Miguel Sandino O. Aljibe ; Rafael C. Bundoc ; Roy Luister C. Acos ; Joyce Ann L. Adolfo ; Cedrick G. Adorna ; Arvin Dominic G. Agner ; Alberto Carlos T. Alejandre ; Pia Gabrielle I. Alfonso ; Alex Bienvenido L. Alip III ; John Raphael T. Almanza ; Salvador Pio H. Alonday ; Fatimah S. Amilhasa ; Khariz S. Anarna
Acta Medica Philippina 2022;56(20):6-11
BACKGROUND:
Instrumented posterior cervical spine surgery (IPCSS) can be conducted using screws inserted through the pedicles of the vertebra.
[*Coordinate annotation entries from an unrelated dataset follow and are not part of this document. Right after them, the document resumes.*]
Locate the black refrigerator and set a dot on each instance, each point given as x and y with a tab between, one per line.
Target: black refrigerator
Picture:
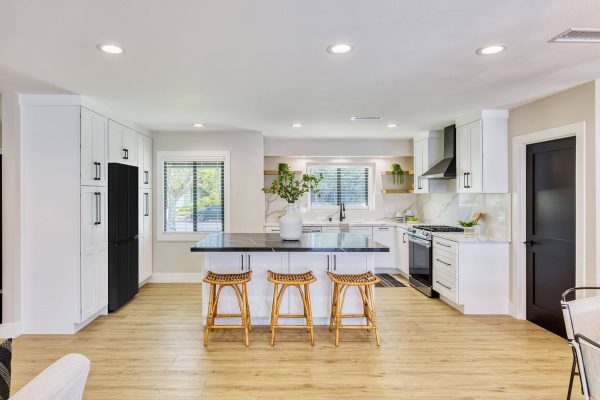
122	234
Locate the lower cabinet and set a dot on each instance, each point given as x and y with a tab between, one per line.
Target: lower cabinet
94	251
260	290
402	250
471	275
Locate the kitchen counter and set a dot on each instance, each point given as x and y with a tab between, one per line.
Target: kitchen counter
272	242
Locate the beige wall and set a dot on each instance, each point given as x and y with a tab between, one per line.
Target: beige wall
247	201
571	106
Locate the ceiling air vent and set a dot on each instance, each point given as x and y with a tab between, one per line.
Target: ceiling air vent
365	118
578	35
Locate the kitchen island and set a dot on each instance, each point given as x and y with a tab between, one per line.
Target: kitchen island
343	253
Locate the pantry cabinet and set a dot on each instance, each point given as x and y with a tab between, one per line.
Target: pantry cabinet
122	144
428	151
94	140
482	153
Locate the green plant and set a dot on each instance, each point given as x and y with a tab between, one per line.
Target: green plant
397	174
291	189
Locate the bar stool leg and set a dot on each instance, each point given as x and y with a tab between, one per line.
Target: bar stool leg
338	312
309	321
333	305
373	314
209	317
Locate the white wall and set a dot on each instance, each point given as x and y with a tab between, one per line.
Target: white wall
247	200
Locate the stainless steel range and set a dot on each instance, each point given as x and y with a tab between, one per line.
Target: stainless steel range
420	264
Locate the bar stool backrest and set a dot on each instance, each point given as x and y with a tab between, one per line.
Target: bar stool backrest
582	316
588	353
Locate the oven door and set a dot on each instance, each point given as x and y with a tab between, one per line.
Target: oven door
419	265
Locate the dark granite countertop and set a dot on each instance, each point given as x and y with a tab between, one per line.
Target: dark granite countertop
322	242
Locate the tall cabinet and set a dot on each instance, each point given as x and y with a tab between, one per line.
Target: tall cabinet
145	207
65	148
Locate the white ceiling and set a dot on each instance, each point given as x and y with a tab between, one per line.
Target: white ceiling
260	65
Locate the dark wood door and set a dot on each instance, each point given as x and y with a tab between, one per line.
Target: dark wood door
550	230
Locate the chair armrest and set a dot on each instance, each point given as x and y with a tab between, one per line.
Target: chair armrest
63	380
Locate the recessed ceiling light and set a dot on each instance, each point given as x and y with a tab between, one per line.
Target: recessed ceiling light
341	48
491	49
109	48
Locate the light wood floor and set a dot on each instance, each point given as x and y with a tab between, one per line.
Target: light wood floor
152	349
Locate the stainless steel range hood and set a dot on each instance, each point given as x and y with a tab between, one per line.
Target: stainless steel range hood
446	168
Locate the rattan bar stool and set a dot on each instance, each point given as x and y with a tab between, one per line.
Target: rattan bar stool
285	281
238	283
364	283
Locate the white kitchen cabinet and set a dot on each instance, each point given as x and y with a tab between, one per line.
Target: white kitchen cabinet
94	129
94	251
472	275
482	153
145	234
144	161
122	144
402	250
385	235
428	151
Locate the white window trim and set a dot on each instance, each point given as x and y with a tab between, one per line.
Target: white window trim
166	156
371	167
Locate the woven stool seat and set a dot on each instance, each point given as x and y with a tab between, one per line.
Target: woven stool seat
367	278
227	279
291	279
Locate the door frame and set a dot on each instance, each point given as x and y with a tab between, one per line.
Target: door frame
518	305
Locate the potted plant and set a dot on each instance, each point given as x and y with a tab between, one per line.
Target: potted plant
291	189
397	174
471	227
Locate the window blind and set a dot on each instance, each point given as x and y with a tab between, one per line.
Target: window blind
193	196
341	184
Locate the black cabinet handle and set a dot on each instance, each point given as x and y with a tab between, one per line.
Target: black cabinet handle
441	284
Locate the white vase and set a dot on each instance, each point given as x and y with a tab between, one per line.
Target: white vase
290	225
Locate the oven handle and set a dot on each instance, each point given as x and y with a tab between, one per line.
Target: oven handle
421	242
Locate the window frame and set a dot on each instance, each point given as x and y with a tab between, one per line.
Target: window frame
194	156
370	188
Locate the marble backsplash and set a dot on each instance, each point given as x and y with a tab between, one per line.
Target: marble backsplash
448	208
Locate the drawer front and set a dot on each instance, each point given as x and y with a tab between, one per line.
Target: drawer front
444	263
445	285
444	244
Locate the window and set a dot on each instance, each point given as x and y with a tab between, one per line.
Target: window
192	198
348	184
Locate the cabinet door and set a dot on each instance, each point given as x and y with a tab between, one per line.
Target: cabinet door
130	146
89	218
93	148
320	291
385	235
475	176
260	290
115	142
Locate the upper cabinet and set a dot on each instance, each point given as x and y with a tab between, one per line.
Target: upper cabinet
482	152
144	161
428	151
94	128
122	144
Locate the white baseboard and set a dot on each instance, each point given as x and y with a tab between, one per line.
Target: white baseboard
11	330
190	277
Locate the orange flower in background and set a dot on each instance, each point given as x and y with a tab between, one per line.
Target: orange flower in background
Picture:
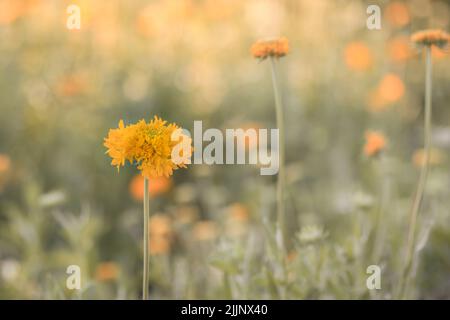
148	145
436	157
431	37
157	186
399	49
358	56
205	230
5	163
375	143
11	10
71	86
391	88
238	212
106	271
159	246
277	48
397	14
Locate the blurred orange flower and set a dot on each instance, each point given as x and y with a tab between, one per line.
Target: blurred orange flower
106	271
71	85
277	48
436	157
358	56
375	143
390	90
431	37
397	14
160	234
5	163
159	246
157	186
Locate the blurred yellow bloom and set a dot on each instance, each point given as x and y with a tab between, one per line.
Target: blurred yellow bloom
375	143
436	157
397	14
157	186
149	145
358	56
431	37
106	271
277	48
160	234
205	230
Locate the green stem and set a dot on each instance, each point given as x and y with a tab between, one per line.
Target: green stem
146	235
409	261
281	174
380	231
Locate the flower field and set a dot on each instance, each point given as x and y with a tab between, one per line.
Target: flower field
357	205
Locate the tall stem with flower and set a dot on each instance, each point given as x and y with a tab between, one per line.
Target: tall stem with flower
274	49
426	39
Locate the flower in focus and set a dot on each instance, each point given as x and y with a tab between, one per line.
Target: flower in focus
149	146
375	143
358	56
436	157
431	37
106	271
156	186
277	48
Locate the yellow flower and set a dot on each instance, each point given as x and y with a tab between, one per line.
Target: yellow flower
431	37
270	48
148	145
375	143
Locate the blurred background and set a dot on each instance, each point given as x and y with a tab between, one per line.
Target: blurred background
212	227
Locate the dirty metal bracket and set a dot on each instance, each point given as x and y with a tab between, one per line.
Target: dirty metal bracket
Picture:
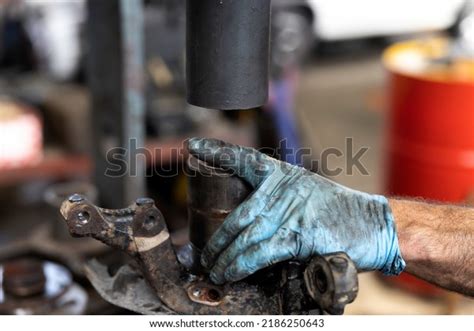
140	231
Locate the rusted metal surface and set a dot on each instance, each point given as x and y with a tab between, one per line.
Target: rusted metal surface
179	284
140	230
212	195
331	280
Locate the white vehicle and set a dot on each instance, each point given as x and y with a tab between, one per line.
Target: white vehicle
343	19
299	23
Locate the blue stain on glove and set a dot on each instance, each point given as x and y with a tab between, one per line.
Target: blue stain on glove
294	214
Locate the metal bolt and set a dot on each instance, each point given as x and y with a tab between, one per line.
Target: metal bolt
76	198
338	262
144	202
197	292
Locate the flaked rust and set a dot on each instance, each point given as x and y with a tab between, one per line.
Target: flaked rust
126	228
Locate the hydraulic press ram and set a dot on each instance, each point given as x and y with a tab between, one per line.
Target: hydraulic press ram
227	68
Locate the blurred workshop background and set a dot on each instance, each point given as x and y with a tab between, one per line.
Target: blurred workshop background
395	77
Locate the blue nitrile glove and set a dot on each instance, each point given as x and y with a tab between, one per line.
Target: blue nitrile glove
294	214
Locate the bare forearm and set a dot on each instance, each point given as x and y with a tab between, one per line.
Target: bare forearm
437	243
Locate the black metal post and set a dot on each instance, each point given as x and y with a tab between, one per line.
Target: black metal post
115	76
227	53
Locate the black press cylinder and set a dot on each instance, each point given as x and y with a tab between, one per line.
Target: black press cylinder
227	47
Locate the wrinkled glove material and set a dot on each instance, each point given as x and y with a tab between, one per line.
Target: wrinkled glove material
294	214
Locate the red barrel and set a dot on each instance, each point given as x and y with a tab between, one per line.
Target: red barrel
431	128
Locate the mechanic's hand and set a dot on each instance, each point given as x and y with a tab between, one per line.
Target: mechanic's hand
293	214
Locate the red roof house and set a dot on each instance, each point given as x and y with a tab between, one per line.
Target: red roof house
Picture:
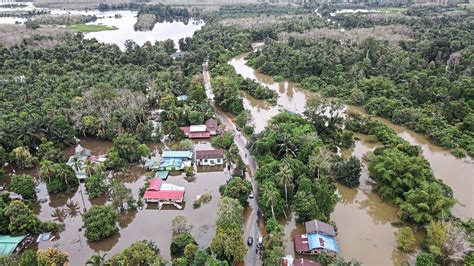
211	126
196	134
210	157
301	244
158	191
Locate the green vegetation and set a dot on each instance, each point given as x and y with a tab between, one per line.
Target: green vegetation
96	185
237	188
91	27
59	177
401	81
100	222
273	248
24	185
139	253
228	243
149	15
405	239
348	171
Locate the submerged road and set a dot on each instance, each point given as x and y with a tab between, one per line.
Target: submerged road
251	220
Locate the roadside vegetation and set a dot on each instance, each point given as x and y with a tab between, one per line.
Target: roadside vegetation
91	27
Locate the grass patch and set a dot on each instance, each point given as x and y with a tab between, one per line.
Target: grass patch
91	27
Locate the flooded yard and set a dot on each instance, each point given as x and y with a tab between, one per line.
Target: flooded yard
147	224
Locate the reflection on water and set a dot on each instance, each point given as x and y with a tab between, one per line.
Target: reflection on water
363	219
290	97
456	173
124	22
162	31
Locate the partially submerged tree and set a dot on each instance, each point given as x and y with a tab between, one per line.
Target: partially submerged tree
100	222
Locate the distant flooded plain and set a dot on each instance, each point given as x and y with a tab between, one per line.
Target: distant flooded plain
362	218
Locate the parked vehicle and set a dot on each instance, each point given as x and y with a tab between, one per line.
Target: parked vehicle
250	241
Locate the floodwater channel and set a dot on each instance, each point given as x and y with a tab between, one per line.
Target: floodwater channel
362	218
123	20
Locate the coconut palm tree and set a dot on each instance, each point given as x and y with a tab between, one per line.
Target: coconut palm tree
97	259
270	194
319	160
63	173
286	177
46	170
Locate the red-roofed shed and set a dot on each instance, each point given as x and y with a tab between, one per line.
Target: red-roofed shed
301	244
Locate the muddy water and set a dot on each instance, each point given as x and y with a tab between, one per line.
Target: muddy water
362	218
124	23
456	173
147	224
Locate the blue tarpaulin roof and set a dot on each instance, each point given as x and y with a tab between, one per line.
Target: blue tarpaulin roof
162	174
316	241
177	154
9	243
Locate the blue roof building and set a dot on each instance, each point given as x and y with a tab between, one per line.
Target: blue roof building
320	241
9	244
185	155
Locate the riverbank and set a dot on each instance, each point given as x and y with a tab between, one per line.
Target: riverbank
84	28
361	216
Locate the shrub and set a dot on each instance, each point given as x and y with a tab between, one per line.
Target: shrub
24	185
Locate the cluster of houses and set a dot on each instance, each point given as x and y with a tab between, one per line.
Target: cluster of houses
166	193
290	261
320	237
78	161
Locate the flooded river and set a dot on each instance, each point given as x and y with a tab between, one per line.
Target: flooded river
123	20
363	219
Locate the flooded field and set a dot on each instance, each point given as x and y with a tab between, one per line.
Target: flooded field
147	224
123	20
363	219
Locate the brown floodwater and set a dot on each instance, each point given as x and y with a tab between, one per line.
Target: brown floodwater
147	224
362	218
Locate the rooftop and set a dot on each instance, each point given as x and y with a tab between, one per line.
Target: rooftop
177	154
157	189
320	241
316	226
209	154
8	244
211	124
197	128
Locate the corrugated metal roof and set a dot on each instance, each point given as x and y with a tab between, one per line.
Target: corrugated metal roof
177	154
317	241
209	154
197	128
316	226
162	174
9	243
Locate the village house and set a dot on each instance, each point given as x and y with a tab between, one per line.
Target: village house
316	226
288	260
175	160
13	244
210	157
210	128
164	193
314	243
78	161
179	55
320	237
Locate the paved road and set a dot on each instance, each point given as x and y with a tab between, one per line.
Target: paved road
250	224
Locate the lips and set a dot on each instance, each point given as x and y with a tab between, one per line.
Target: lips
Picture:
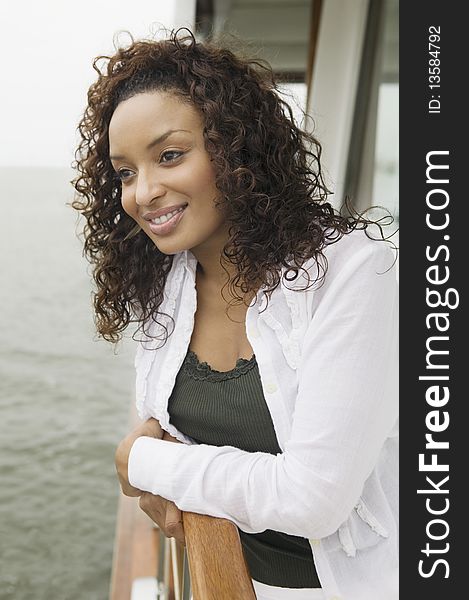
150	216
170	223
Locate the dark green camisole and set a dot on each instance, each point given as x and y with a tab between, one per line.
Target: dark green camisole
228	408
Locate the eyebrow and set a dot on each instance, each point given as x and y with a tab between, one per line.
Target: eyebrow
153	143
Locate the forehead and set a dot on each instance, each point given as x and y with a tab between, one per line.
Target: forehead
149	113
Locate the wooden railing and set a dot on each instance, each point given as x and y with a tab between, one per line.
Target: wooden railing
217	566
212	567
145	560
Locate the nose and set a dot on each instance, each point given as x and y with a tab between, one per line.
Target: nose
149	187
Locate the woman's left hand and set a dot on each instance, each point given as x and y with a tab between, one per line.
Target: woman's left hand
163	512
151	428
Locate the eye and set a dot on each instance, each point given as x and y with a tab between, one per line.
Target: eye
170	156
124	174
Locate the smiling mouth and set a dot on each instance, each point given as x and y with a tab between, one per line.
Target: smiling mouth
164	218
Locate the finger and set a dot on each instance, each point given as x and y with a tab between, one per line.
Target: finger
154	507
173	523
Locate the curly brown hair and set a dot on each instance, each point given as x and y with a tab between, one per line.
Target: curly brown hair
267	172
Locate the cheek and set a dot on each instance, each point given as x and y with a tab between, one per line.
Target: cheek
127	204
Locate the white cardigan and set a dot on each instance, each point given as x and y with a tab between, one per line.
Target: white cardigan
327	359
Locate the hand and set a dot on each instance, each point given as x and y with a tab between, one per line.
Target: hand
150	428
163	512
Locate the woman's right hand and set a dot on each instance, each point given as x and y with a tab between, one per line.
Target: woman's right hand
150	428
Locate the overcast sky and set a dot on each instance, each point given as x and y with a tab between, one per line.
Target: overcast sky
47	48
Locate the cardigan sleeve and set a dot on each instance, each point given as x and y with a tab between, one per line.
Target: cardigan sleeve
345	408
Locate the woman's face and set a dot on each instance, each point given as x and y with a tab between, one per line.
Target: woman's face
168	181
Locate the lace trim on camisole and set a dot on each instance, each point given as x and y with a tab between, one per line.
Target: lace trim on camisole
203	371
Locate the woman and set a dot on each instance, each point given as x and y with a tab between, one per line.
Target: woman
266	321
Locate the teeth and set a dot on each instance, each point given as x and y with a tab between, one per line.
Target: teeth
166	217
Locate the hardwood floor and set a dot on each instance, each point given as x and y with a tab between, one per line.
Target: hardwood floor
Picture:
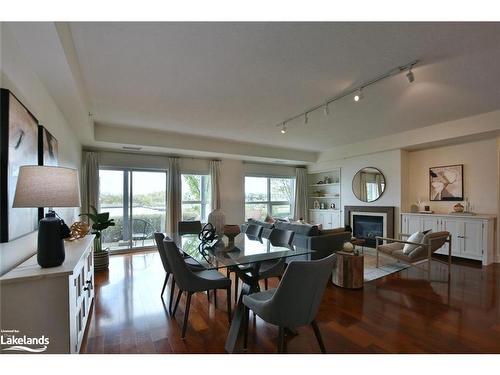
400	313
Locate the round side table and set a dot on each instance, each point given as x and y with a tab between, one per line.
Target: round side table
349	270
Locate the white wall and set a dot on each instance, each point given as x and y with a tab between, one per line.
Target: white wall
232	175
480	174
388	162
18	77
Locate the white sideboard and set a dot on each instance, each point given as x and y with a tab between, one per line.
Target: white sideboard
472	237
329	219
51	302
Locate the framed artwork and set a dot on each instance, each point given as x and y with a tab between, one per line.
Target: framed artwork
48	153
18	146
446	183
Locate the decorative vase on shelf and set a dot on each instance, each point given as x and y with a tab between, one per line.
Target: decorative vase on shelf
218	219
348	247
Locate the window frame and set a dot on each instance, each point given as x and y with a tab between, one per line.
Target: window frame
205	178
269	202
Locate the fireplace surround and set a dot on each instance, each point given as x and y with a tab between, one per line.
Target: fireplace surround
370	221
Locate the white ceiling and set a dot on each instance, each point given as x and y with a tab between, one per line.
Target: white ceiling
237	80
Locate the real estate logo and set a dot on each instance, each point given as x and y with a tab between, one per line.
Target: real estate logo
12	340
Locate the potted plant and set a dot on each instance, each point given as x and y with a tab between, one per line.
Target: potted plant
100	221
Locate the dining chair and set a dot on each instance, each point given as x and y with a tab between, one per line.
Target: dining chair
189	227
295	302
193	282
190	262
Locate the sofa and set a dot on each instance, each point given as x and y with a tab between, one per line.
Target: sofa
324	242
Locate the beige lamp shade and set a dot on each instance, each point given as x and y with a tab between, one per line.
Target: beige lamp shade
43	186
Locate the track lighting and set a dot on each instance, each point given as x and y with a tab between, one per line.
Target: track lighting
359	95
327	109
410	76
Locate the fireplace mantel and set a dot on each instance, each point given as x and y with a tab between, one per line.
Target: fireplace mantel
387	210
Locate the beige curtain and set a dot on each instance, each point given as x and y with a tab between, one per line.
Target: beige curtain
215	183
174	194
300	205
90	181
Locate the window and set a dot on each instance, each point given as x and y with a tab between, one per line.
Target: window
136	200
195	197
273	196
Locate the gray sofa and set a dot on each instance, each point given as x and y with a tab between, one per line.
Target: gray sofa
324	242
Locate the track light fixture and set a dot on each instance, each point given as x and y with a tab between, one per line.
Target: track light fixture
327	109
357	92
359	95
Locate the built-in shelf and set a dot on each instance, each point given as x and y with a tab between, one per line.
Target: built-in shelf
332	184
325	197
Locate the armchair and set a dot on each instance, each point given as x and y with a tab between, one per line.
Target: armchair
422	253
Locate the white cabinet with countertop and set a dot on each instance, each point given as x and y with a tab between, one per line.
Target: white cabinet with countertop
51	302
472	236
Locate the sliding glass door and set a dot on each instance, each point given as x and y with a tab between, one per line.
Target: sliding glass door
136	199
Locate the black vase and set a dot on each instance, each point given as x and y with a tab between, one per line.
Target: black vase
50	242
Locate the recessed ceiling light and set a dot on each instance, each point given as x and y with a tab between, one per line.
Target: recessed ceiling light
410	76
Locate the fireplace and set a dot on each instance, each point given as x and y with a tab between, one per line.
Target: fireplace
368	227
368	222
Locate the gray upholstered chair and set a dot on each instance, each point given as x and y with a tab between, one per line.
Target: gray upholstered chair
295	302
254	230
269	268
192	282
189	227
421	253
191	263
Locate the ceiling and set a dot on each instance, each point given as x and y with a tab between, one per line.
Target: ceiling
238	80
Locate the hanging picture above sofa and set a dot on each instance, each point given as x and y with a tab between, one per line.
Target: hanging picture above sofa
47	147
47	155
18	146
446	183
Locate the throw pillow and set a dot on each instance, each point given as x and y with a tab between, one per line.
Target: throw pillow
415	237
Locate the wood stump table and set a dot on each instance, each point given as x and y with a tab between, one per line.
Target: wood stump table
349	270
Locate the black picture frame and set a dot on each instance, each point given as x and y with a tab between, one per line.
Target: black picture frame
458	185
22	151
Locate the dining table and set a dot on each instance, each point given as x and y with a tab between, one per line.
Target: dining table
246	252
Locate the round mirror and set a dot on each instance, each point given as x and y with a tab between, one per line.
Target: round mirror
368	184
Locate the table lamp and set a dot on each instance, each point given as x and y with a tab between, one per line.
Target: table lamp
44	186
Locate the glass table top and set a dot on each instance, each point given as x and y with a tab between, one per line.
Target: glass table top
244	250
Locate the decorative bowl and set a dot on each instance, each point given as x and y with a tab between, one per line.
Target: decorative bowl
231	231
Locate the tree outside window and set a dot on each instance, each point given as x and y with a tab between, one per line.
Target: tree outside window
195	197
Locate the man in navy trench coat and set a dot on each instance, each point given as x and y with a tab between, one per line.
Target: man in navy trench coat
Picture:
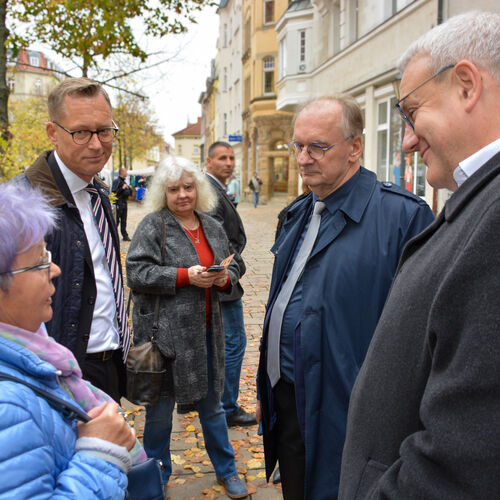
332	313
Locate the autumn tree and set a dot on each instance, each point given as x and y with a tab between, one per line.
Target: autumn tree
88	32
27	136
138	130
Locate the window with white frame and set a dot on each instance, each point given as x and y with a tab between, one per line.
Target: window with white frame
34	59
268	11
393	165
282	58
268	66
302	46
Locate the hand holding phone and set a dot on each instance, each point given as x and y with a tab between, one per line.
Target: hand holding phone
215	269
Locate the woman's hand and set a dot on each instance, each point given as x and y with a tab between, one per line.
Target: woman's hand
206	280
109	425
221	278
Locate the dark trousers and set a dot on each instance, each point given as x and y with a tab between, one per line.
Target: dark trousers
291	449
103	374
121	218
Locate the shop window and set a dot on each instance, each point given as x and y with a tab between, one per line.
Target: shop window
406	170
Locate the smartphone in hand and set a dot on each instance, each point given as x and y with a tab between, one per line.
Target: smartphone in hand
215	269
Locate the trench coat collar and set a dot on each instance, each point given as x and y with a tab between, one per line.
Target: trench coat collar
471	186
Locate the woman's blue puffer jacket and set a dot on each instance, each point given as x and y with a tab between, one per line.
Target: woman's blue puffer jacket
37	458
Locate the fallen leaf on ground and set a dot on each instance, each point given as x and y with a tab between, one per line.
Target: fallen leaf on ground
251	489
254	464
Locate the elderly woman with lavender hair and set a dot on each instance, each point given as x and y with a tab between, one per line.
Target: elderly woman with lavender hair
44	454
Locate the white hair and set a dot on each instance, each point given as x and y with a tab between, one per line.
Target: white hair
474	36
171	170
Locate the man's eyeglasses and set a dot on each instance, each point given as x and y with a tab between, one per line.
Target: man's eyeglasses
404	116
315	151
81	137
46	261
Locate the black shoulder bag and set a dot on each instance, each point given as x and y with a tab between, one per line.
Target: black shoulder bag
144	479
146	366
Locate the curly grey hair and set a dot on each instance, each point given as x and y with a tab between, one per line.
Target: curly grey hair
171	170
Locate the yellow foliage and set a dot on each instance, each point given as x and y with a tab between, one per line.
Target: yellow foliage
28	138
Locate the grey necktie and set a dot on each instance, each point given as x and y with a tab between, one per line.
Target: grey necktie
281	303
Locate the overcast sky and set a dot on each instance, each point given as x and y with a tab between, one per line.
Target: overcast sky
174	87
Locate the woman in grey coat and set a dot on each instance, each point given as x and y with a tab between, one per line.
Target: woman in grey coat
191	335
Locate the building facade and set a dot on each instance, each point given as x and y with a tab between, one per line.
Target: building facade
266	130
352	46
31	75
229	93
188	142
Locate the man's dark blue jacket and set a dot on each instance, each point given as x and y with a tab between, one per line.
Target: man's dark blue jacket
345	283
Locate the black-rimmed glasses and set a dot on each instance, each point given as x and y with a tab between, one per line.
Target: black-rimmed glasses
315	151
82	137
404	116
46	261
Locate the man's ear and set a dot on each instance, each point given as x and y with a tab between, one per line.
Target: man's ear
50	128
469	83
357	149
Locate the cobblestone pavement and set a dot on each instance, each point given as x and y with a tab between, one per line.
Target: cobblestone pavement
193	476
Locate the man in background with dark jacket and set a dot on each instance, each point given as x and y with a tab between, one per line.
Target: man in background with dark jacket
220	166
122	191
89	314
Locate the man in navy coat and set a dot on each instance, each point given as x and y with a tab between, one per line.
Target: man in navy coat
332	312
424	416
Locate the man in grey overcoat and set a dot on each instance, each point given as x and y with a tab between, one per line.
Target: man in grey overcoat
424	415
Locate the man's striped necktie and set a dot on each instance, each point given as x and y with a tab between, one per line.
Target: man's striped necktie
114	267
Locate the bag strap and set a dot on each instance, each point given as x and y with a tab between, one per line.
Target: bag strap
156	325
69	412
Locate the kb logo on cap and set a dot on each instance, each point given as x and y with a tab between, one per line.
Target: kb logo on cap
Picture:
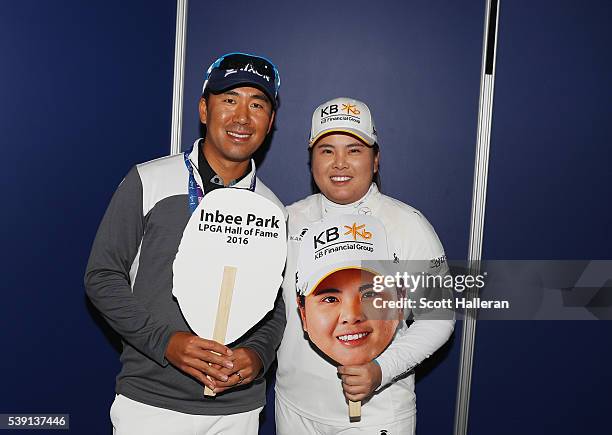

A safe IPCSS method uses 3D-printing to produce templates that will serve as drill guides for screw placement.
OBJECTIVES:
This study describes the generation of 3D-printed drill guides using low-cost general purpose 3D modeling software and the comparison of screw insertion accuracy scores against the traditional landmark method and guides created using commercial grade software.
METHODS:
Twenty-five (25) subaxial pedicles of five cadaveric spines were selected and scanned using computed
tomography (CT). A digital reconstruction of the five cadaveric spines were created based on the CT DICOM data. A low-cost 3D modeling software, Rhinoceros 3D, was utilized for trajectory planning and generation of a patientspecific drill template using the digital reconstruction. The templates were then fabricated in ABS plastic using a fused deposition modeling (FDM) 3D printer. Insertion of cervical pedicle screws on the cadaveric spines was done by an orthopedic resident using the 3D printed guides. Postoperative CT scans were obtained, and placement accuracy of the screws were scored by two assessors utilizing a four-point rating system. Screws in correct placement were scored Grade 0 while misplaced screws with neurovascular damage were given a score of Grade 3.
RESULTS:
Accuracy scores for the 3D-printed drill guides were 52% for assessor 1 and 44% for assessor 2. For
assessor 1, screw placement in C3, C6, and C7 received the highest scores. For assessor 2, the highest scores were achieved in C3 and C7. The hybrid method of Bundoc et al. achieved scores of 94% while 3D printed guides utilizing commercial software like Materialise Mimics, Geomagic Freeform, or UG Imageware achieved scores of 80-100%. The traditional landmark method had scores ranging from 12% to 94% depending on the skill of the surgeon.
CONCLUSION
Commercial medical 3D image-based engineering software has high acquisition costs that might be beyond the reach of most institutions. A sub-$1000 general purpose 3D modeling software can be used to create drill templates. Several factors were identified in the design and fabrication of the template that can be addressed to increase accuracy. Trajectory planning can also be improved by automating the process. The researchers recommend further studies in these areas specially in the context of developing 3D printing as a support service for surgical operations in the Philippines.